Soft-tissue and bone sarcomas have been shown to express members of the epidermal growth factor receptor (EGFR) family. EGFR has been demonstrated on malignant peripheral nerve sheath tumors (MPNST), a rare type of sarcoma that occurs more commonly in patients with neurofibromatosis type I.[25] A recent trial evaluated the benefit of erlotinib (Tarceva) in patients with metastatic or unresectable MPNST but found no clinical activity.[26] Synovial sarcomas have also been shown to express EGFR as well as HER2/neu. A phase II trial of gefitinib (Iressa) was also disappointing, with only 13% of patients having prolonged disease stabilization.[27]

Sorafenib (Nexavar) is a multitargeted tyrosine kinase inhibitor. It is a potent inhibitor of c-raf, wild type and mutated b-raf, as well as an inhibitor of VEGFR, FLT3, PDGFR, and KIT, and a member of the MAPK family (p38a). In addition, sorafenib is an inhibitor of adenosine A3, dopamine D1, and muscarinic receptors, although the relevance of these receptors to sarcoma therapy is not evident. This agent is undergoing testing for metastatic sarcomas in several US trials.

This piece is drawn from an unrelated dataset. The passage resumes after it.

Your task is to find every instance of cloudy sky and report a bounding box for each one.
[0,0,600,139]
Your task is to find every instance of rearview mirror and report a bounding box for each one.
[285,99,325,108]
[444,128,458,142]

Preclinical and clinical evidence suggests that in sarcomas deriving from malignant vasculature, such as angiosarcomas and hemangioendotheliomas, as well as high-grade leiomyosarcomas and liposarcomas, VEGF and VEGFR are present and possibly biologically relevant. The hypothesis underlying the Intergroup Coalition Against Sarcomas (ICAS) study S0505 is that inhibiting VEGFR may result in clinical benefit. Biopsies are being obtained to assess the change in phosphorylation of VEGFR, PDGFR, KIT, raf, mek and erk. It is anticipated that sorafenib and other TKIs will likely lead to prolonged disease stabilization when used as single agents. Their role in the future may be to aid in palliation of metastatic disease. However, combining these agents with chemotherapy, if found to be safe, may improve disease-free and overall survival.

Conclusions

Sarcomas are challenging tumors to treat, particularly when they are metastatic or unresectable. Our treatment options for these patients are currently limited to palliative radiation therapy and chemotherapy, with low response rates. However, we now have multiple novel agents that warrant testing in this disease setting. Patients with unresectable disease should be enrolled in clinical trials. Because of the limited preclinical data available, it has been difficult to rationally design therapeutic trials. Therefore, clinical trials need not only test interesting drugs, but should also correlate information from tumor specimens and clinical responses to help elucidate why a therapeutic benefit (or a lack thereof) is observed.

This article is part of a series based on the proceedings of a special symposium of the Intergroup Coalition Against Sarcomas, "Progress in Translational and Clinical Research for Sarcomas of Adults," which was held October 8, 2006, in Seattle. The series is guest edited by Margaret von Mehren, md, Director of Sarcoma Oncology at Fox Chase Cancer Center, Philadelphia.